Mark Futcher, Partner & Head of DC at Barnett Waddingham, comments: “The Government is well aware that we are heading towards a ‘cost of retirement crisis’. Its refusal to commit to plans to increase higher minimum contribution rates in the future is dangerous. Some hesitance in the face of the current cost of living crisis is understandable, but there’s no excuse not to be putting plans in place to get people closer to the 12% savings target in the next few years.

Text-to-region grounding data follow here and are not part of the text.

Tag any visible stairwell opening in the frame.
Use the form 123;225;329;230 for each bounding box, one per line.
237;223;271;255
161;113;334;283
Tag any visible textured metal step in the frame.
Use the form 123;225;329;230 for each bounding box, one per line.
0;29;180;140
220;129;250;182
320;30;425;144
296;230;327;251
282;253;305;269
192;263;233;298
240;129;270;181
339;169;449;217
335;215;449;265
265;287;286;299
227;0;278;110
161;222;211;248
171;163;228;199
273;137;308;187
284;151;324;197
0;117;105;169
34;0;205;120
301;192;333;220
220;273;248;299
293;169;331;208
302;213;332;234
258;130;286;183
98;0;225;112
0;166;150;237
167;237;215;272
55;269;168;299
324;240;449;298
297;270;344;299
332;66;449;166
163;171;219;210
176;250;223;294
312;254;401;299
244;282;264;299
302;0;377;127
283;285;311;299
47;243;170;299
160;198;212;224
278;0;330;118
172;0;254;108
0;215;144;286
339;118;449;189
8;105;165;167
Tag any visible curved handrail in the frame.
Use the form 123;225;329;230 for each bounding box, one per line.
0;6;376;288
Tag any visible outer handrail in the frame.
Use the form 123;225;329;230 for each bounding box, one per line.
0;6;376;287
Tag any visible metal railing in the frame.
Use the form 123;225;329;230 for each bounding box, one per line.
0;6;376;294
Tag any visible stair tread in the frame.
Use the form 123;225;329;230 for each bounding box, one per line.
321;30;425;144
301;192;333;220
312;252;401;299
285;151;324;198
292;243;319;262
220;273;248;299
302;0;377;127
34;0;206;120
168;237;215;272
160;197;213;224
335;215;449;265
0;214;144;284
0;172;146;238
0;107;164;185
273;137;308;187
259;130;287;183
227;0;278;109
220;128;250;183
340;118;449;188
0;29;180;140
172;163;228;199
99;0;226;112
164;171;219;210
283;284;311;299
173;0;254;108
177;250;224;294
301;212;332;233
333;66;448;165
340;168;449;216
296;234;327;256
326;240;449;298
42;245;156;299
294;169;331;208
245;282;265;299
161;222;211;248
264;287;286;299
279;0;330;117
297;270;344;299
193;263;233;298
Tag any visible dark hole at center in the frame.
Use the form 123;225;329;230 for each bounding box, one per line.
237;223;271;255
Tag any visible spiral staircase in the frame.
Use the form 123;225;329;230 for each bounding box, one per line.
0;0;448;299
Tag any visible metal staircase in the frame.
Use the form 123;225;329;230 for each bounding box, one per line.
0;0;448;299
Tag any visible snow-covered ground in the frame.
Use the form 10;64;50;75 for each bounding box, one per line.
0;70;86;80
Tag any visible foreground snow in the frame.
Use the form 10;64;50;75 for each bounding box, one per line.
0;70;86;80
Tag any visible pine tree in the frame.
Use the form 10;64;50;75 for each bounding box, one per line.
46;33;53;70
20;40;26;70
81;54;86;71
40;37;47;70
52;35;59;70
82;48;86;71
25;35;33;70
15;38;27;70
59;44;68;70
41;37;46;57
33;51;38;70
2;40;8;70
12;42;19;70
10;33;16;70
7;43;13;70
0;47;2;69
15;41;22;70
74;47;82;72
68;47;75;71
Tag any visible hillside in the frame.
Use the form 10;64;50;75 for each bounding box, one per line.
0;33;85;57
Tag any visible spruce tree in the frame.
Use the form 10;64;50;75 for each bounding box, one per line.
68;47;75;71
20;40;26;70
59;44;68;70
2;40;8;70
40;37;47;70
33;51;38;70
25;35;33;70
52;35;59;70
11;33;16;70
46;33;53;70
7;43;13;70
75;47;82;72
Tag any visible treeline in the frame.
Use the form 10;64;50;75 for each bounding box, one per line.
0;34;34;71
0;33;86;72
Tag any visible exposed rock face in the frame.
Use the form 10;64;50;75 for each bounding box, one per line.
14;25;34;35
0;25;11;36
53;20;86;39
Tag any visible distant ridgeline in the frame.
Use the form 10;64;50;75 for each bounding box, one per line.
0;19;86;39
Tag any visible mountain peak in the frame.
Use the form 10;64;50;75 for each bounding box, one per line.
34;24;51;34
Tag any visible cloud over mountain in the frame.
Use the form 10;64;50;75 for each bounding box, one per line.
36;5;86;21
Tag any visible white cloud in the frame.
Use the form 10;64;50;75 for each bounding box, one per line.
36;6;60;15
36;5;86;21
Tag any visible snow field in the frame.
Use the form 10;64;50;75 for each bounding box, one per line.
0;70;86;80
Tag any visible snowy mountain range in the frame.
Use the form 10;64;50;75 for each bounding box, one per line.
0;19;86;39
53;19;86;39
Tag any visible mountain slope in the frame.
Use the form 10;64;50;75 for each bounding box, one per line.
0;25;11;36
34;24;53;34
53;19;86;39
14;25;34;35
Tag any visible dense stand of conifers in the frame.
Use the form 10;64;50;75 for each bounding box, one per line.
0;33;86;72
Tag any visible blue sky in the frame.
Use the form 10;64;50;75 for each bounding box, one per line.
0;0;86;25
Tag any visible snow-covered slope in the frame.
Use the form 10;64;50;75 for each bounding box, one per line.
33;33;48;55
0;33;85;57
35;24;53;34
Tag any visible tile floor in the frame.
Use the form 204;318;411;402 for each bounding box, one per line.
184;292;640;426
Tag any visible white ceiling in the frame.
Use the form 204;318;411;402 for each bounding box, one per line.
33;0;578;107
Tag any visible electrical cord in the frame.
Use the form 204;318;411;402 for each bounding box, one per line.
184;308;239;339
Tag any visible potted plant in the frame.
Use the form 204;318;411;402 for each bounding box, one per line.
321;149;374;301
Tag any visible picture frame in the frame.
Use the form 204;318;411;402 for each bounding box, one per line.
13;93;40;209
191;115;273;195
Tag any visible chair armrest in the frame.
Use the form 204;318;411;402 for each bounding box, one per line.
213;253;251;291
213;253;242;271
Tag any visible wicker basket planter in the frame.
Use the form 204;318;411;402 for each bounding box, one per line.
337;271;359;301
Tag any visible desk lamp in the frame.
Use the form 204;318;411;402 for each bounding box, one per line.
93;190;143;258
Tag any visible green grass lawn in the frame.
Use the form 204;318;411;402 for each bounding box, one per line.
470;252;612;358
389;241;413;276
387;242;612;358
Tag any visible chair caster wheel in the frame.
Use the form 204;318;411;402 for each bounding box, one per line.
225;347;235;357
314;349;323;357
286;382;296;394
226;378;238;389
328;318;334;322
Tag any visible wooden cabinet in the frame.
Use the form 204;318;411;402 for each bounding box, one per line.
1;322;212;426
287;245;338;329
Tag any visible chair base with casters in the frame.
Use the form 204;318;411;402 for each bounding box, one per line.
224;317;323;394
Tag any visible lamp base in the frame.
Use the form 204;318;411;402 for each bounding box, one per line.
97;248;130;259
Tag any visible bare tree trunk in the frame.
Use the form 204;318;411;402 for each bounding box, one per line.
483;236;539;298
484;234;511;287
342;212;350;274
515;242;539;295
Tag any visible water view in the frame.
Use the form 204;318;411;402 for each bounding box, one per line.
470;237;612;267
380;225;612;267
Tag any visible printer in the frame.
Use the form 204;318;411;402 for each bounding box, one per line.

“If an increase to the contribution rates is not on the cards in the near future, the Government must prioritise scrapping the minimum earnings band, which currently sits at £10,000 per annum. This band means low earners are much more likely to be relying solely on the state pension at retirement, and also means they miss out on a substantial part of remuneration from their employers which higher earners get via employer pension contributions. This widens socio-economic disparity; it would be a relatively low-cost and easy change which would make our pensions system much fairer. A vague deadline of ‘the mid-2020s’ is not good enough; we need clarity now of the exact timelines and expectations on businesses.”
Research from Barnett Waddingham ahead of the 10th anniversary of auto-enrolment last October revealed:
• Despite 10 years of auto-enrolment, almost half of UK adults (46%) aren’t confident they’ll have enough saved for a comfortable retirement
• People are not saving enough for their future under auto-enrolment, and too many people fall through the gaps altogether
32% of UK adults have a defined contribution (DC) pension. This rises to 37% of the eligible age population for auto-enrolment (22-65 years old), and 46% of full time workers. More than two thirds (70%) of those with a DC pension are currently paying into that pension, while 28% are not – 2% aren’t sure.
• 13% of working Brits are excluded from auto enrolment due to their income structure – this is true of almost one in ten full time workers (9%)
One in five (20%) Brits don’t have any private or workplace pensions – they will only receive a state pension. This rises to 26% of women, compared to 13% of men.
13% of working Brits are excluded from auto-enrolment altogether due to their income structure – 10% have one job which earns less than £6,240 a year (below the lower level of qualifying earnings - LEL), while 4% have multiple jobs all of which earn less than £6,240 a year. This is led by those in part time work (30%), but is still true of almost one in ten full time workers (9%). It rises to 18% of those aged 55+ (and still working).